Goldman Sachs International and Warburg Dillon Read, each of which is
regulated in the United Kingdom by The Securities and Futures Authority
Limited, are acting for Vodafone AirTouch and for no one else in connection
with the Offer and will not be responsible to anyone other than Vodafone
AirTouch for providing the protections afforded to customers of Goldman Sachs
International or Warburg Dillon Read or for giving advice in relation to the
Offer.
Goldman Sachs International and/or Warburg Dillon Read may have positions
and/or holdings in investments referred to in this announcement and are
providing or may have provided within the 12 months preceding the issue of
this document advice to Vodafone AirTouch and/or Mannesmann and/or in relation
to the securities of either or both companies. Past performance is not
necessarily a guide to future performance. The value of your investment and
income from it can go down as well as up and is not guaranteed. You may get
back less than you have invested.
The Offer in the United States is being made through a prospectus which is
part of an effective registration statement filed with the U.S. Securities and
Exchange Commission. Mannesmann Shareholders who are U.S. persons or are
located in the United States are advised to read the registration statement
because it contains important information relating to the Offer. You can
inspect and copy the registration statement relating to the Offer and
documents incorporated by reference therein at the public reference facilities
maintained by the U.S. Securities and Exchange Commission at 450 Fifth Street,
N.W., Room 1024, Washington D.C. 20549. In addition, copies of the US Offer
Document are available from The Bank of New York, 101 Barclay Street, Lobby
Window, New York, NY 10286.
For additional information regarding risks, see the Registration Statement on
Form F-4 and other reports of Vodafone AirTouch Plc on file with the
Securities and Exchange Commission. Copies of these filings are available on
request directed to Vodafone AirTouch, Investor Relations, Tim Brown (tel: +
44 1635 682 373).
It is the responsibility of any person receiving a copy of this announcement
in any jurisdiction other than the United Kingdom, Germany and the United
States to satisfy themselves as to the full observance of the laws and
regulatory requirements of the relevant jurisdiction, including the obtaining
of any governmental or other consent which may be required or observing any
other formalities needing to be observed in such jurisdiction. Receipt of
this announcement will not constitute an offer in those jurisdictions in which
it would be illegal to make such an offer and in such circumstances it will be
deemed to have been sent for information purposes only.

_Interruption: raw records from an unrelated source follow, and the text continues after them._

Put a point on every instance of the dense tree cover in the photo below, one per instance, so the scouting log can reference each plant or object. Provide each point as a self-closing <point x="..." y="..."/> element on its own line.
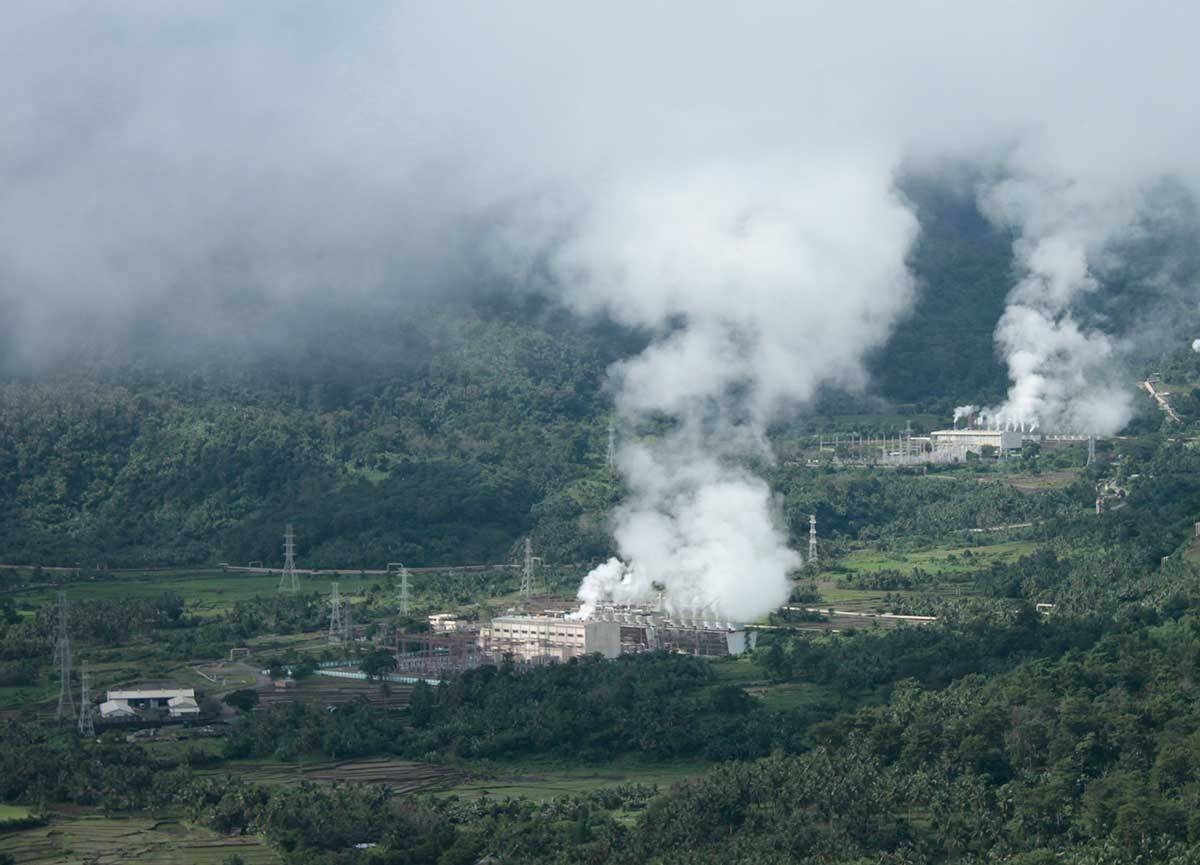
<point x="425" y="438"/>
<point x="943" y="352"/>
<point x="427" y="432"/>
<point x="654" y="706"/>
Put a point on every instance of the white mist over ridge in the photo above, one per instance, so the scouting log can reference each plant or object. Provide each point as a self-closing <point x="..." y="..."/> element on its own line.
<point x="1062" y="374"/>
<point x="761" y="281"/>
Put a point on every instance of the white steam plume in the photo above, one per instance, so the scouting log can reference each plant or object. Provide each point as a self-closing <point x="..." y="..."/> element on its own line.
<point x="1062" y="374"/>
<point x="761" y="281"/>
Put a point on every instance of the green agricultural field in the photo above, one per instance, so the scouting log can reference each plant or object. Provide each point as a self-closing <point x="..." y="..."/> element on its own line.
<point x="947" y="559"/>
<point x="205" y="593"/>
<point x="96" y="840"/>
<point x="544" y="781"/>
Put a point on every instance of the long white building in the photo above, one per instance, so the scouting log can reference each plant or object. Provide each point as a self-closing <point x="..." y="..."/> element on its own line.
<point x="975" y="440"/>
<point x="549" y="637"/>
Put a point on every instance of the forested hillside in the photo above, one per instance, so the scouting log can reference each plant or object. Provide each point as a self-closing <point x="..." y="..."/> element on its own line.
<point x="419" y="431"/>
<point x="414" y="433"/>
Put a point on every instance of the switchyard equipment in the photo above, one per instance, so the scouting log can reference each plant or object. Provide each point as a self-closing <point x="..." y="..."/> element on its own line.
<point x="431" y="655"/>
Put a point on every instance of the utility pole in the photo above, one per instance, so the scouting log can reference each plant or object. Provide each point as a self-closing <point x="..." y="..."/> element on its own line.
<point x="87" y="722"/>
<point x="288" y="580"/>
<point x="611" y="458"/>
<point x="335" y="616"/>
<point x="63" y="659"/>
<point x="527" y="570"/>
<point x="403" y="590"/>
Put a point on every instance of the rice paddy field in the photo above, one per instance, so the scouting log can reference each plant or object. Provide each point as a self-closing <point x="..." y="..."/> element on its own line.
<point x="87" y="839"/>
<point x="945" y="559"/>
<point x="205" y="592"/>
<point x="403" y="776"/>
<point x="541" y="781"/>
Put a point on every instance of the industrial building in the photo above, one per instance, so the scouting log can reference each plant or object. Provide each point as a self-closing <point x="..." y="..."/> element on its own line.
<point x="549" y="637"/>
<point x="975" y="439"/>
<point x="150" y="704"/>
<point x="610" y="632"/>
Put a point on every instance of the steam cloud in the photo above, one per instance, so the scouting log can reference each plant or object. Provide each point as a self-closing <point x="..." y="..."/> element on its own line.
<point x="761" y="281"/>
<point x="723" y="180"/>
<point x="1063" y="377"/>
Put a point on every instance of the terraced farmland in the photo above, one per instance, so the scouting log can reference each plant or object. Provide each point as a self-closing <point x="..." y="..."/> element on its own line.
<point x="96" y="840"/>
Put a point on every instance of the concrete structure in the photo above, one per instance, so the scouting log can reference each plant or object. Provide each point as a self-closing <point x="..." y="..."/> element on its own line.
<point x="549" y="637"/>
<point x="117" y="710"/>
<point x="183" y="707"/>
<point x="150" y="703"/>
<point x="445" y="623"/>
<point x="975" y="440"/>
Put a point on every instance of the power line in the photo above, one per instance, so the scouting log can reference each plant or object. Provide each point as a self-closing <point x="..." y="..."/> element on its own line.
<point x="63" y="660"/>
<point x="87" y="722"/>
<point x="527" y="569"/>
<point x="335" y="616"/>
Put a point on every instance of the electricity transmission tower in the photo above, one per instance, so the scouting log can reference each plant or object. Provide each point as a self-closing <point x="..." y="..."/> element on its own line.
<point x="87" y="722"/>
<point x="335" y="616"/>
<point x="403" y="590"/>
<point x="527" y="570"/>
<point x="611" y="457"/>
<point x="288" y="580"/>
<point x="63" y="659"/>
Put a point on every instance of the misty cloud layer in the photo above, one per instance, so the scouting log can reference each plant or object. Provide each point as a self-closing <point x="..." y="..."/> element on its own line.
<point x="723" y="176"/>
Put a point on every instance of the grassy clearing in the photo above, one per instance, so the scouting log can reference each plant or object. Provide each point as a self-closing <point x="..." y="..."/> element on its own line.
<point x="541" y="781"/>
<point x="10" y="814"/>
<point x="946" y="559"/>
<point x="401" y="775"/>
<point x="792" y="696"/>
<point x="1039" y="482"/>
<point x="97" y="840"/>
<point x="205" y="592"/>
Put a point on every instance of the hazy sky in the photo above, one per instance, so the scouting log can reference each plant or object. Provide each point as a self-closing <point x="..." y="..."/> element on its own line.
<point x="174" y="156"/>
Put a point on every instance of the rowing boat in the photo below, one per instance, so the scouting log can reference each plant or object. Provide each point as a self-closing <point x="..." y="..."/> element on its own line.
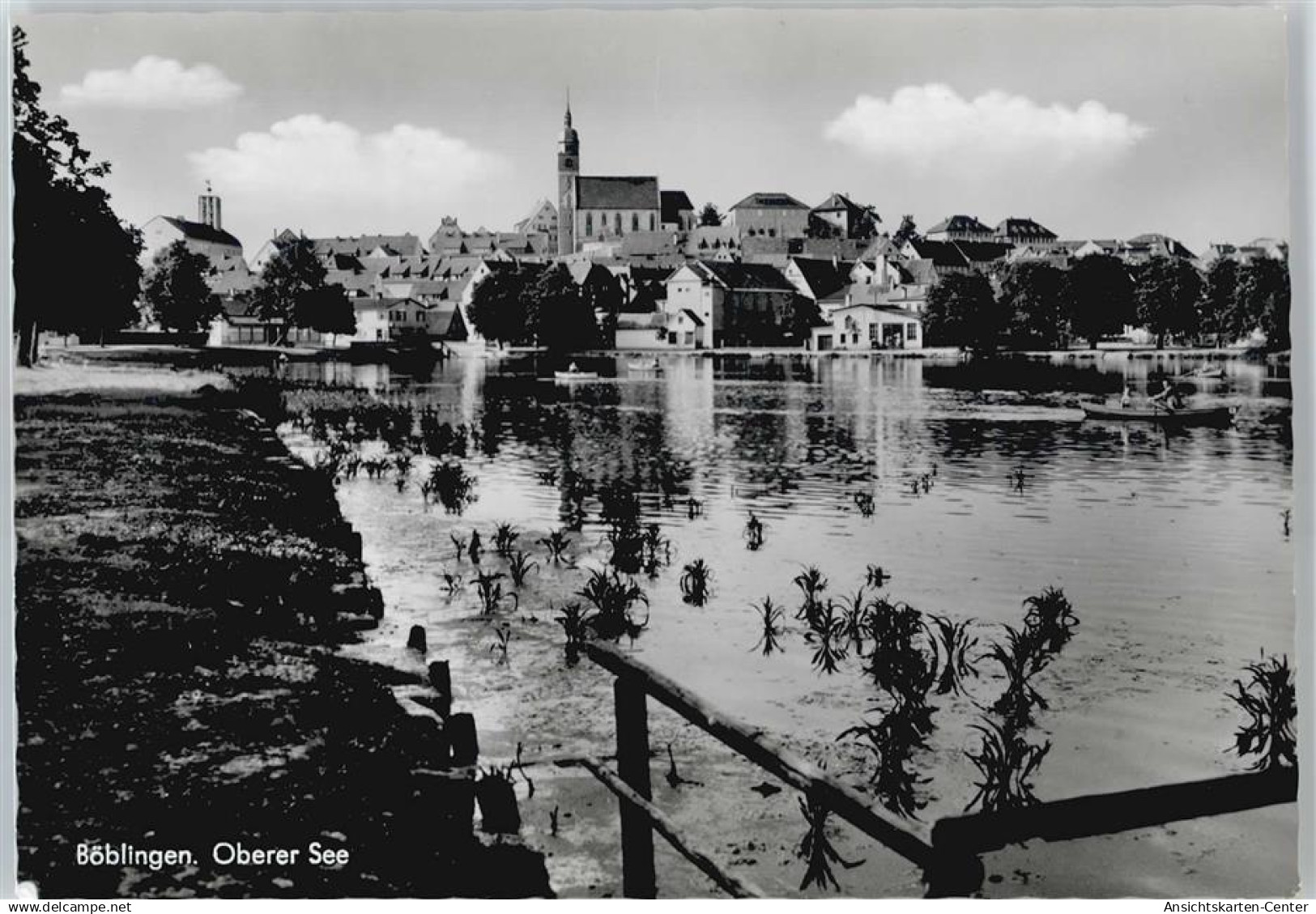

Statements in this press release relating to future status or circumstances,
including statements regarding future performance, costs, revenues, cash
flows, earnings, divestments, growth and other trend projections and the
synergistic benefits of the merger are forward-looking statements. These
statements may generally, but not always, be identified by the use of words
such as 'anticipates', 'should', 'expects', 'estimates', 'believes', or
similar expressions. By their nature, forward-looking statements involve risk
and uncertainty because they relate to events and depend on circumstances that
will occur in the future. There can be no assurance that actual results will
not differ materially from those expressed or implied by these forward-looking
statements due to many factors, many of which are outside Vodafone AirTouch's
control, including the triggering of change of control provisions in
Mannesmann's licences or other agreements, the ability to obtain regulatory
approvals without onerous conditions, the impact of labour disputes, the risk
of negative impacts on Vodafone AirTouch's credit ratings, the potential
costs, including tax costs, of divesting Orange and Mannesmann's industrial
businesses, limitations on Vodafone AirTouch's ability to control Mannesmann
due to voting restrictions and other provisions of Mannesmann's charter and
German law, general economic conditions, competition, technical difficulties
and the need for increased capital expenditure (such as that resulting from
increased demand for usage, new business opportunities and deployment of new
technologies) and the ability to realise benefits from entering into
partnerships for developing data and internet services.